[Bert Quanzation] Quantiazation Bert Model Accuracy is not Correct

device: nvidia t4 cuda version 10.2

from pytorch_pretrained_bert import BertTokenizer, BertForMaskedLM
model = BertForMaskedLM.from_pretrained('bert-large-uncased')
bert_model_origin = bert_model_origin.to("cpu")
example_tensor = torch.randint(0, 100, (1, 256))
trace_model_fp32 = torch.jit.trace(bert_model_origin.to("cpu"), [example_tensor.to("cpu")])
shape_list = [(i.debugName().split('.')[0], i.type().sizes()) for i in list(trace_model_fp32.graph.inputs())[1:]]
mod_bert_fp32, params_bert_fp32 = tvm.relay.frontend.pytorch.from_pytorch(trace_model_fp32, shape_list)

def test_int8_bert_model_tvm(mod_bert, params_bert, dataset, infer_count=1000):
    target = tvm.target.cuda()
    dev = tvm.device(target.kind.name, 0)

    def calibrate_dataset(calibrate_num=100, input_name='input_ids'):
        for i in range(calibrate_num):
            record = dataset[i]
            index_tokens = record['index_tokens'].to("cpu")
            index_tokens_tvm = tvm.nd.array(index_tokens.numpy(), dev)
            yield {input_name: index_tokens_tvm}

    with relay.quantize.qconfig(calibrate_mode="kl_divergence", weight_scale="max"):
        mod = relay.quantize.quantize(mod_bert, params_bert, dataset=calibrate_dataset())
    with tvm.transform.PassContext(opt_level=3):
        lib = relay.build(mod, target=target.kind.name, params=params_bert)
        lib.export_library(os.path.realpath("bert_tvm_int8_cuda.tar"))
    if infer_count != 0:
        tvm_inference(lib, dataset, target, infer_count=infer_count)

the final score got unbelievable 0.003 the fp32 up to 0.886 accuracy

@tqchen @Wheest @AndrewZhaoLuo

1 Like

First of all, quantization of BERT is a hard problem. In particular, a post-training quantization approach like yours probably won’t work.

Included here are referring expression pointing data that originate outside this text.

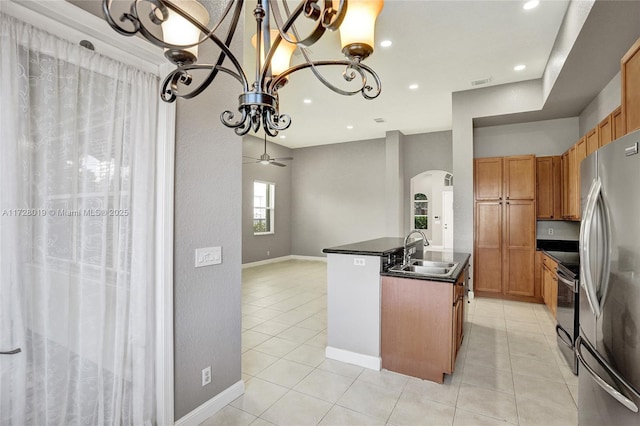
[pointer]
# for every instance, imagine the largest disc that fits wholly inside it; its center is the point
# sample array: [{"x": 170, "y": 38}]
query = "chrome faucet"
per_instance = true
[{"x": 406, "y": 255}]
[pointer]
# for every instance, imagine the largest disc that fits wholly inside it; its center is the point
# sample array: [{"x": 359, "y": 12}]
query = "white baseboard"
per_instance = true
[
  {"x": 366, "y": 361},
  {"x": 212, "y": 406},
  {"x": 283, "y": 259},
  {"x": 312, "y": 258}
]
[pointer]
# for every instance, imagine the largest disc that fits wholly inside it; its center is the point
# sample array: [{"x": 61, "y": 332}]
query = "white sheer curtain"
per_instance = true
[{"x": 77, "y": 191}]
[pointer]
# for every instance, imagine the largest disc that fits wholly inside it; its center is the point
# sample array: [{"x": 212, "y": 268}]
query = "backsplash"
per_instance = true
[{"x": 562, "y": 230}]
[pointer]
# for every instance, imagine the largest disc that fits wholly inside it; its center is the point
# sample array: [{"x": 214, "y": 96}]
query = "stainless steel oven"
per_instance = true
[{"x": 567, "y": 328}]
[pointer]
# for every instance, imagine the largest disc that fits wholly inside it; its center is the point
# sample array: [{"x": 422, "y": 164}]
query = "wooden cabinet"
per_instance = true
[
  {"x": 504, "y": 231},
  {"x": 549, "y": 188},
  {"x": 519, "y": 247},
  {"x": 570, "y": 185},
  {"x": 422, "y": 326},
  {"x": 550, "y": 283},
  {"x": 592, "y": 141},
  {"x": 520, "y": 177},
  {"x": 487, "y": 178},
  {"x": 564, "y": 163},
  {"x": 630, "y": 75},
  {"x": 488, "y": 247}
]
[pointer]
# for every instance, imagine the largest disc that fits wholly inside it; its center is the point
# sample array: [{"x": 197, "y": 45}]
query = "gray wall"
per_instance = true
[
  {"x": 602, "y": 105},
  {"x": 255, "y": 247},
  {"x": 207, "y": 213},
  {"x": 549, "y": 137},
  {"x": 497, "y": 100},
  {"x": 423, "y": 152},
  {"x": 337, "y": 195}
]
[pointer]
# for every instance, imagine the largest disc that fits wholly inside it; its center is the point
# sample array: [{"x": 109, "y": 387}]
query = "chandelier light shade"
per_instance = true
[
  {"x": 185, "y": 25},
  {"x": 358, "y": 28},
  {"x": 179, "y": 31}
]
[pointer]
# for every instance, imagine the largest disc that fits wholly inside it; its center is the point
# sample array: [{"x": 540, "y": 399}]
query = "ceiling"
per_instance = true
[{"x": 440, "y": 45}]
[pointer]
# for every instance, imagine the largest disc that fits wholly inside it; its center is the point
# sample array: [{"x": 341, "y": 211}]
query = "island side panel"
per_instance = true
[{"x": 353, "y": 309}]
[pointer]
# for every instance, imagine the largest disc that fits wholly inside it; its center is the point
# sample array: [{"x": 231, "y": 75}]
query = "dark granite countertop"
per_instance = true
[
  {"x": 568, "y": 258},
  {"x": 445, "y": 256},
  {"x": 377, "y": 247},
  {"x": 557, "y": 245}
]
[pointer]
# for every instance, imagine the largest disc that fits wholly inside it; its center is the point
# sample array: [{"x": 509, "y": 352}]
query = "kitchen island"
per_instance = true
[{"x": 354, "y": 302}]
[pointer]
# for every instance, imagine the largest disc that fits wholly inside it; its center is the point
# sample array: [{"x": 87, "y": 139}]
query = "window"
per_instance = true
[{"x": 263, "y": 207}]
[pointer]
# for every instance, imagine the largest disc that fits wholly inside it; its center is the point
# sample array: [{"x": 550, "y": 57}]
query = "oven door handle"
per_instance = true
[
  {"x": 568, "y": 343},
  {"x": 617, "y": 395},
  {"x": 571, "y": 283}
]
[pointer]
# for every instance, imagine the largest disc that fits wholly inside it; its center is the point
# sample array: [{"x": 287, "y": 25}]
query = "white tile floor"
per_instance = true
[{"x": 509, "y": 370}]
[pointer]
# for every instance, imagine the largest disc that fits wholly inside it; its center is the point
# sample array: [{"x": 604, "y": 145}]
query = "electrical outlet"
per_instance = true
[
  {"x": 208, "y": 256},
  {"x": 206, "y": 376}
]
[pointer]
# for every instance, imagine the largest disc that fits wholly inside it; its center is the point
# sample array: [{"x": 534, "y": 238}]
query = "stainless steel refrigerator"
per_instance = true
[{"x": 609, "y": 344}]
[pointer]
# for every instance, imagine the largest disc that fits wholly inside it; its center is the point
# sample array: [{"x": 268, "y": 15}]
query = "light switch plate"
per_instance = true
[{"x": 208, "y": 256}]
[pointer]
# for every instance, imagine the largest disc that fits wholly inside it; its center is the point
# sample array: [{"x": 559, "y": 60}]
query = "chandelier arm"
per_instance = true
[
  {"x": 162, "y": 4},
  {"x": 182, "y": 75},
  {"x": 361, "y": 69},
  {"x": 106, "y": 11}
]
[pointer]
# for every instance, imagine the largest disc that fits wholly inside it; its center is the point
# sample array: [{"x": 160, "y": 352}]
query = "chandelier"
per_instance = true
[{"x": 180, "y": 26}]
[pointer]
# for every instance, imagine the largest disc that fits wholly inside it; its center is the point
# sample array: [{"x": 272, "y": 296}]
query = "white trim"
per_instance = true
[
  {"x": 284, "y": 259},
  {"x": 74, "y": 24},
  {"x": 366, "y": 361},
  {"x": 313, "y": 258},
  {"x": 212, "y": 406},
  {"x": 164, "y": 260}
]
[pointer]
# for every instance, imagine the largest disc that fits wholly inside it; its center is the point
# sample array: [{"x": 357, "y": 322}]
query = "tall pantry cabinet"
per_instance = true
[{"x": 504, "y": 231}]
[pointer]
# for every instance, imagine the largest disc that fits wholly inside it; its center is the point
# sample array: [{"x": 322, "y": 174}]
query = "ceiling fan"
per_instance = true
[{"x": 266, "y": 159}]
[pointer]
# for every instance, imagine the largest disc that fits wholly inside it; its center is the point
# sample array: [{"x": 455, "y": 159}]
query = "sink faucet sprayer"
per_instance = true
[{"x": 406, "y": 256}]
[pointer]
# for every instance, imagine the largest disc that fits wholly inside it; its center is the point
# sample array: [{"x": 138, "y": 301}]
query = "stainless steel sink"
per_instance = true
[
  {"x": 434, "y": 264},
  {"x": 427, "y": 268}
]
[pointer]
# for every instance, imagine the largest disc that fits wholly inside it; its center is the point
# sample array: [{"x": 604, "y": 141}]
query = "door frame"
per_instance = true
[{"x": 69, "y": 22}]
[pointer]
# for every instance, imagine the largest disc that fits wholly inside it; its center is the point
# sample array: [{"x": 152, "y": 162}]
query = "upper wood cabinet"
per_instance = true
[
  {"x": 592, "y": 142},
  {"x": 617, "y": 124},
  {"x": 511, "y": 178},
  {"x": 520, "y": 177},
  {"x": 549, "y": 188},
  {"x": 487, "y": 178},
  {"x": 630, "y": 74},
  {"x": 564, "y": 162},
  {"x": 505, "y": 228}
]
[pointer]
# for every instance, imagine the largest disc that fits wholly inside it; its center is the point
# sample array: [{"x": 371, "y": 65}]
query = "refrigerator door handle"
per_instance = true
[
  {"x": 585, "y": 249},
  {"x": 606, "y": 261},
  {"x": 617, "y": 395}
]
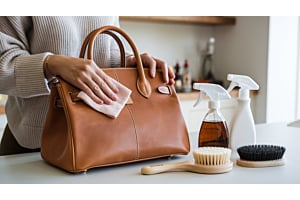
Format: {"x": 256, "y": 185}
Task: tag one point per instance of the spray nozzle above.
{"x": 244, "y": 82}
{"x": 213, "y": 91}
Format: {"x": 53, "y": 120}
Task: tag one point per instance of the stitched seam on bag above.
{"x": 66, "y": 110}
{"x": 133, "y": 121}
{"x": 135, "y": 131}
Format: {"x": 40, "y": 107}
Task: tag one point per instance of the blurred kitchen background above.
{"x": 264, "y": 48}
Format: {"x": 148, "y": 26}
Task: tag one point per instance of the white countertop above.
{"x": 30, "y": 168}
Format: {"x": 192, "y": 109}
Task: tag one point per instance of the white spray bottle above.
{"x": 242, "y": 128}
{"x": 214, "y": 129}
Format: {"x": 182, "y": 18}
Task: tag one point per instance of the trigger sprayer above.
{"x": 242, "y": 127}
{"x": 213, "y": 130}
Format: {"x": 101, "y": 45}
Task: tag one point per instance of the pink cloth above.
{"x": 113, "y": 110}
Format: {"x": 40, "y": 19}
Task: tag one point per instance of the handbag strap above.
{"x": 115, "y": 37}
{"x": 143, "y": 85}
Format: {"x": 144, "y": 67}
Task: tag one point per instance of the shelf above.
{"x": 201, "y": 20}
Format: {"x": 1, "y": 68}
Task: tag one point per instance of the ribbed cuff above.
{"x": 30, "y": 79}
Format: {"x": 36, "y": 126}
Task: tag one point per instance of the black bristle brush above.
{"x": 260, "y": 155}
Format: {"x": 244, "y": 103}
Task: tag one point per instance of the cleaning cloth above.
{"x": 112, "y": 110}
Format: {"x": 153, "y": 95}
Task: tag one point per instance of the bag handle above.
{"x": 115, "y": 37}
{"x": 143, "y": 85}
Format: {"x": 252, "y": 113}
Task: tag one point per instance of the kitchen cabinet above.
{"x": 201, "y": 20}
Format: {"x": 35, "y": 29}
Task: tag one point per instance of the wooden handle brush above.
{"x": 208, "y": 160}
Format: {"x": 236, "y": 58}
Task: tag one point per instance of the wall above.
{"x": 171, "y": 42}
{"x": 283, "y": 73}
{"x": 241, "y": 49}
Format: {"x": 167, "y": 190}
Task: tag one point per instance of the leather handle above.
{"x": 86, "y": 42}
{"x": 143, "y": 85}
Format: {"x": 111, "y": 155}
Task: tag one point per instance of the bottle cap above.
{"x": 213, "y": 91}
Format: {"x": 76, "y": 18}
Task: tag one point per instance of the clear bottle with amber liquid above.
{"x": 213, "y": 131}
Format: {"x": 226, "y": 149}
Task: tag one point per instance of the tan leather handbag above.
{"x": 77, "y": 138}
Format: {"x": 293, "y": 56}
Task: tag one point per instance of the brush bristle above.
{"x": 261, "y": 152}
{"x": 212, "y": 155}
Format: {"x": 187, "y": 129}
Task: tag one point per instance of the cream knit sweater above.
{"x": 24, "y": 44}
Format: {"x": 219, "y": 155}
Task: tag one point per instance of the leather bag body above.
{"x": 77, "y": 138}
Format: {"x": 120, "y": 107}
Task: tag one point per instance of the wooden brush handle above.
{"x": 186, "y": 166}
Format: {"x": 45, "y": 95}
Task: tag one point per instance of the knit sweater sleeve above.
{"x": 21, "y": 73}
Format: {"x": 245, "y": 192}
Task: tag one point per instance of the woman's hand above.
{"x": 85, "y": 75}
{"x": 154, "y": 64}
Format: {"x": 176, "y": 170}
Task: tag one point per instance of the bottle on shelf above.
{"x": 186, "y": 78}
{"x": 178, "y": 78}
{"x": 214, "y": 129}
{"x": 208, "y": 61}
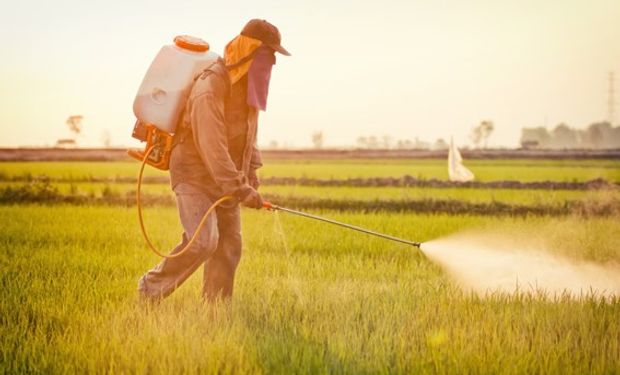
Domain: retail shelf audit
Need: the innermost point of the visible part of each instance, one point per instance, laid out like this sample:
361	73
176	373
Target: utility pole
611	100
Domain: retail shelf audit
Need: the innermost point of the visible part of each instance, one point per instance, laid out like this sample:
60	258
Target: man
216	155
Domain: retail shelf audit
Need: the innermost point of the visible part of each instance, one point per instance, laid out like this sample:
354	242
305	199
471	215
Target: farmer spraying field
212	156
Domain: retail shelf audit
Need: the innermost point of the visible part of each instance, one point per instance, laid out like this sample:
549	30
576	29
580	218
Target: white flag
456	170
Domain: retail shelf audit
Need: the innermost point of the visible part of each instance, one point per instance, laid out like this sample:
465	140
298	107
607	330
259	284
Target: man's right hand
249	197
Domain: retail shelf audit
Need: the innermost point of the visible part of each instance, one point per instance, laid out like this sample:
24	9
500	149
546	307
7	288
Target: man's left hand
253	179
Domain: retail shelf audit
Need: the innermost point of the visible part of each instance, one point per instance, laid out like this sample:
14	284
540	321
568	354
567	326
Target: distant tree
75	124
373	143
419	144
440	144
387	142
317	140
480	134
106	139
537	137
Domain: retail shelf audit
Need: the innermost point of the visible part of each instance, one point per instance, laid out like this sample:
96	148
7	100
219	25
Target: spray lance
272	207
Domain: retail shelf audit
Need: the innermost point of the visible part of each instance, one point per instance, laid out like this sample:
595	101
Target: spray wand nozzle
272	207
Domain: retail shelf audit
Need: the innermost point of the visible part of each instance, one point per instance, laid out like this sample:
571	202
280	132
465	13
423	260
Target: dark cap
266	33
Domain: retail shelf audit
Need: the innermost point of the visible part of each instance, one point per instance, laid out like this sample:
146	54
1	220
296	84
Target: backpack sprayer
158	107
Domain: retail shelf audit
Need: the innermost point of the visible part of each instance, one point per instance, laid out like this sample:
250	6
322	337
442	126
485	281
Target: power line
611	100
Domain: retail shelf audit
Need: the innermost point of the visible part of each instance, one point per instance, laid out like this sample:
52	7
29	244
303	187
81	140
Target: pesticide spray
487	264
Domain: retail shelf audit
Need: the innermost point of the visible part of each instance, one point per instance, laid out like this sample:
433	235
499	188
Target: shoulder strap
183	131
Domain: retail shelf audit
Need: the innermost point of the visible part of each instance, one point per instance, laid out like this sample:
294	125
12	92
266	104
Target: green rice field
309	297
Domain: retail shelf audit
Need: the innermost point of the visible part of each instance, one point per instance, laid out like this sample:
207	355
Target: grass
310	298
485	170
476	195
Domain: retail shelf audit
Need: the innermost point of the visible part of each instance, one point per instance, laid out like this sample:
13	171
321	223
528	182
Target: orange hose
196	232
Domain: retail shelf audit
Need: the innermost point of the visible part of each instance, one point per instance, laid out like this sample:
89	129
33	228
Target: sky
417	68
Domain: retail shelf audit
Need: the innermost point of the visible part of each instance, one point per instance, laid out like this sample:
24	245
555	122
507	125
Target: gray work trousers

Second, the quantization module in TVM is very limited and not validated on a wide variety of models. I don’t recommend using it.

Strongly agree with you. TVM does support quanzation not very well…

TF, torch and onnx all have own quntization algorithm and various api. We prefer TVM , as only need to maintain TVM quanzatization not all.

Post-training quantization approach we have tried, it works. For some reason, we also need TVM quantization works for bert.